What is Tirzepatide?

Tirzepatide is a medication used to treat type 2 diabetes and obesity. It is a dual-acting glucagon-like peptide-1 (GLP-1) receptor agonist and glucose-dependent insulinotropic polypeptide (GIP) receptor agonist, which means it mimics the action of natural hormones in the body to help regulate blood sugar levels and promote weight loss.

Tirzepatide works by:

  • Stimulating the release of insulin, a hormone that helps regulate blood sugar levels
  • Slowing the release of glucose from the stomach into the small intestine
  • Reducing appetite and increasing feelings of fullness
  • Increasing the body’s sensitivity to insulin, making it easier for glucose to enter cells

Tirzepatide is administered through a once-weekly injection and is available under the brand names Mounjaro and Zepbound.
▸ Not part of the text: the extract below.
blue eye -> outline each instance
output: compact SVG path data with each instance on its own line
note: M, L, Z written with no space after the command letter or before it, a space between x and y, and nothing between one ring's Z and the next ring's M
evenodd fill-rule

It is approved for use in adults with type 2 diabetes and obesity, and is often used in combination with diet and exercise to help manage blood sugar levels and promote weight loss.
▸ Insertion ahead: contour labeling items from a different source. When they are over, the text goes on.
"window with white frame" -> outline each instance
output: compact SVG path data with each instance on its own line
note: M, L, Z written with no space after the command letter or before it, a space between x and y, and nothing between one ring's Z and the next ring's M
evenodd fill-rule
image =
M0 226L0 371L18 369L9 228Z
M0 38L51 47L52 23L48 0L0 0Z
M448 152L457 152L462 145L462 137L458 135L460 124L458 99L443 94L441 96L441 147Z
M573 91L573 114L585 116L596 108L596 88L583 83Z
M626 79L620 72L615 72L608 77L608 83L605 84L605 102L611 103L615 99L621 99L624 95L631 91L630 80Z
Benefits of taking Tirzepatide

Some of the benefits of tirzepatide include:

  • Effective in reducing blood sugar levels and improving glycemic control
  • Can help with weight loss and improve body composition
  • May reduce the risk of cardiovascular events and mortality
  • Can be used in combination with other medications to improve blood sugar control

There are potential side effects such as:

  • Nausea and vomiting
  • Diarrhea
  • Headache
  • Injection site reactions
  • Increased risk of pancreatitis and pancreatic cancer


Clinical Data

Tirzepatide Once Weekly for the Treatment of Obesity New England Journal of Medicine VOL 387 No. 3

In this phase 3 double-blind, randomized, controlled trial, we assigned 2539 adults with a body-mass index (BMI; the weight in kilograms divided by the square of the height in meters) of 30 or more, or 27 or more and at least one weight-related complication, excluding diabetes, in a 1:1:1:1 ratio to receive once-weekly, subcutaneous tirzepatide (5 mg, 10 mg, or 15 mg) or placebo for 72 weeks, including a 20-week dose-escalation period.
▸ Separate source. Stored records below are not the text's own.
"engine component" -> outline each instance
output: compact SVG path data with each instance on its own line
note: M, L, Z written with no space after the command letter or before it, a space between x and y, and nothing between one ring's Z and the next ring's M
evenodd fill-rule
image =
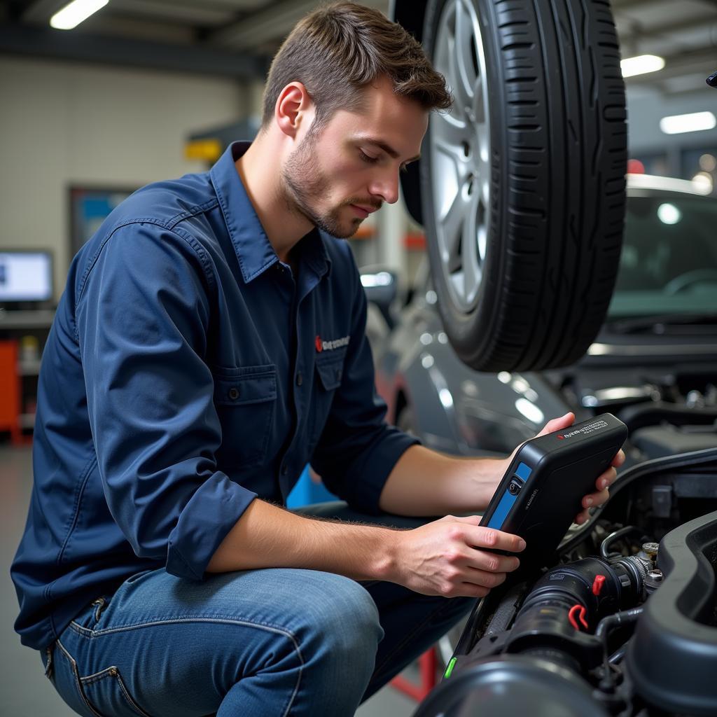
M435 690L414 717L608 717L574 672L511 655L465 670Z
M665 577L645 604L627 669L637 693L661 710L716 715L717 512L668 533L657 564Z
Coprimary end points were the percentage change in weight from baseline and a weight reduction of 5% or more. The treatment-regimen estimand assessed effects regardless of treatment discontinuation in the intention-to-treat population.


At baseline, the mean body weight was 104.8 kg, the mean BMI was 38.0, and 94.5% of participants had a BMI of 30 or higher. The mean percentage change in weight at week 72 was −15.0% (95% confidence interval [CI], −15.9 to −14.2) with 5-mg weekly doses of tirzepatide, −19.5% (95% CI, −20.4 to −18.5) with 10-mg doses, and −20.9% (95% CI, −21.8 to −19.9) with 15-mg doses and −3.1% (95% CI, −4.3 to −1.9) with placebo (P<0.001 for all comparisons with placebo). The percentage of participants who had weight reduction of 5% or more was 85% (95% CI, 82 to 89), 89% (95% CI, 86 to 92), and 91% (95% CI, 88 to 94) with 5 mg, 10 mg, and 15 mg of tirzepatide, respectively, and 35% (95% CI, 30 to 39) with placebo; 50% (95% CI, 46 to 54) and 57% (95% CI, 53 to 61) of participants in the 10-mg and 15-mg groups had a reduction in body weight of 20% or more, as compared with 3% (95% CI, 1 to 5) in the placebo group (P<0.001 for all comparisons with placebo). Improvements in all prespecified cardiometabolic measures were observed with tirzepatide. The most common adverse events with tirzepatide were gastrointestinal, and most were mild to moderate in severity, occurring primarily during dose escalation. Adverse events caused treatment discontinuation in 4.3%, 7.1%, 6.2%, and 2.6% of participants receiving 5-mg, 10-mg, and 15-mg tirzepatide doses and placebo, respectively.


In this 72-week trial in participants with obesity, 5 mg, 10 mg, or 15 mg of tirzepatide once weekly provided substantial and sustained reductions in body weight.